In their answer, appellants admitted receipt of the merchandise and the subsequent loss of it, as alleged in the complaint. By way of affirmative defense, however, in so far as material on this appeal, appellants alleged that the contract of affreightment was specifically subject to all the provisions and exemptions of an act of Congress entitled, “An Act relating to the navigation of vessels,” etc., 46 U. S. C. A., § 192, 27 Stat. 445, frequently designated as the “Harter act,” the material portions of which will be quoted later herein; that appellants had exercised due diligence to render, and had in fact made, the carrying vessel in all respects seaworthy, and that it was properly manned, equipped, and supplied at the time of the commencement of the voyage, as required by the Federal act; that the vessel was then and there fit in all respects to carry the cargo which appellants had undertaken to transport for respondents; and that the vessel, together with its cargo, was lost through fortuitous events constituting what is designated in the law as dangers, or perils, of the sea.

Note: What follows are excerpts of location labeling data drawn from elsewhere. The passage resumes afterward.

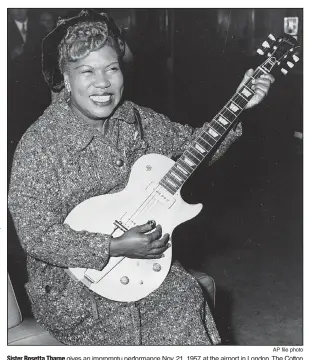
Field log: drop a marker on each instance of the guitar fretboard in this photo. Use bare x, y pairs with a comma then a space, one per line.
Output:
212, 135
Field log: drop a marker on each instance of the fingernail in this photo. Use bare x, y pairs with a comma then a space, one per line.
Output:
151, 222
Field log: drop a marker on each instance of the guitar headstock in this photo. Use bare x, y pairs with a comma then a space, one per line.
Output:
283, 51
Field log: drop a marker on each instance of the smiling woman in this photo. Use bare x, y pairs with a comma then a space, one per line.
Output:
95, 84
85, 145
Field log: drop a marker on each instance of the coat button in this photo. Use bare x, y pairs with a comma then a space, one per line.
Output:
119, 162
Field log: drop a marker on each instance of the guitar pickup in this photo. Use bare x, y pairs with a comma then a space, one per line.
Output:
161, 195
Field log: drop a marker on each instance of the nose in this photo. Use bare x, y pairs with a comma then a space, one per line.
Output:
101, 80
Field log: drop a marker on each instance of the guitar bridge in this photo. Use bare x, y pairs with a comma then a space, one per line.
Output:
119, 225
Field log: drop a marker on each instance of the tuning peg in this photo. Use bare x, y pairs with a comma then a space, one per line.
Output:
290, 64
284, 71
260, 51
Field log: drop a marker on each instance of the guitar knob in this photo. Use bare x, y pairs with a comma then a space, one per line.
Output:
290, 64
284, 71
260, 51
156, 267
124, 280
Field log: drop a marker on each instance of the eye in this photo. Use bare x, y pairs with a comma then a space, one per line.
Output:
113, 68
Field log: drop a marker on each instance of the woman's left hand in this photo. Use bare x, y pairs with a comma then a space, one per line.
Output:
260, 87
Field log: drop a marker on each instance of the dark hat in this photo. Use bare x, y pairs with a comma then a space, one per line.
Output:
50, 67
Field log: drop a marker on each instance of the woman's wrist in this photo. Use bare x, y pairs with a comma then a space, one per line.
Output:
114, 249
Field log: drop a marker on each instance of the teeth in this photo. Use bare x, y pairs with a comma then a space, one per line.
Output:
103, 98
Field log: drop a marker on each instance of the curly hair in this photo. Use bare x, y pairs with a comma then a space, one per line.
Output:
85, 37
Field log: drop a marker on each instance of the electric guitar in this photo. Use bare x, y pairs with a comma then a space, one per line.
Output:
153, 192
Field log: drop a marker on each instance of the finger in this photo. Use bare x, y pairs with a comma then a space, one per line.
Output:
159, 251
268, 77
262, 84
150, 225
246, 77
260, 91
161, 242
156, 234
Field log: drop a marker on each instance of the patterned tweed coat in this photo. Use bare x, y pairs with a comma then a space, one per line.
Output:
61, 161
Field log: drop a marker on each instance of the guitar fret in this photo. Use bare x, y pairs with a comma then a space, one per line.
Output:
240, 101
185, 166
200, 148
217, 122
223, 120
175, 175
181, 169
263, 70
235, 107
230, 112
242, 96
187, 162
247, 91
170, 178
183, 176
212, 133
167, 186
190, 159
209, 140
195, 153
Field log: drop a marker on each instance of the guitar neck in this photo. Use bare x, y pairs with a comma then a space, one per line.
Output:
212, 136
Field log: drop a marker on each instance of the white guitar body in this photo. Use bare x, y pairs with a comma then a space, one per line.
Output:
146, 198
125, 279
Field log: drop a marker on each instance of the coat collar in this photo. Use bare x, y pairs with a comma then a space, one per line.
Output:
75, 132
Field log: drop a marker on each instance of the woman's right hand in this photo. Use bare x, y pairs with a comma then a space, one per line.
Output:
140, 243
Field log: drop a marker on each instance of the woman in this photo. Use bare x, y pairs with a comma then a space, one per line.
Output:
82, 146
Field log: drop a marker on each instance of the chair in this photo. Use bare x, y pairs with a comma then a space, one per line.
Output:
24, 331
207, 284
29, 332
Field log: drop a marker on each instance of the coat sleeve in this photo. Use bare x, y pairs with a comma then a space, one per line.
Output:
171, 139
36, 208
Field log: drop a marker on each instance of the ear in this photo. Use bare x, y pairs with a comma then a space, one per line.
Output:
67, 81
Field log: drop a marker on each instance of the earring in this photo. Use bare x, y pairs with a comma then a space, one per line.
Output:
67, 89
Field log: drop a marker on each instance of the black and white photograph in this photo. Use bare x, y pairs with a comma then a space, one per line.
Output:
155, 178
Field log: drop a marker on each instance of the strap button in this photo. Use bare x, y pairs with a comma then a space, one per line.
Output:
119, 162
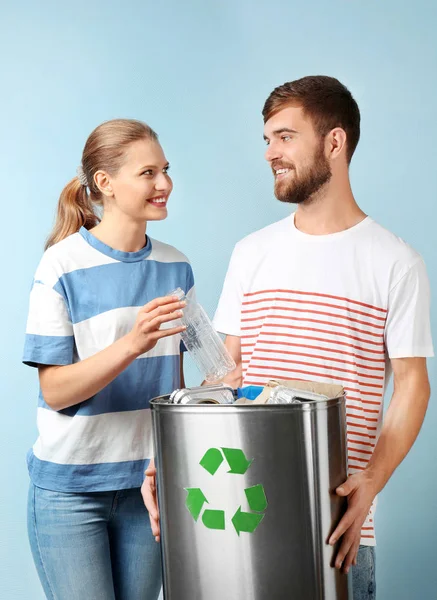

Respondents in their reply denied the affirmative allegations of appellants’ answer, and, in addition, affirmatively alleged that appellants’ vessel was unseaworthy and unfit for the voyage undertaken (1) because the vessel was overloaded, improperly loaded, and top-heavy; (2) because the vessel was improperly *494 constructed and equipped, in that its two portholes in the hull below the weather deck did not have iron backers, or shutters, for protection in case the glass within the portholes was broken; and (3) because the vessel did not have on board a licensed pilot.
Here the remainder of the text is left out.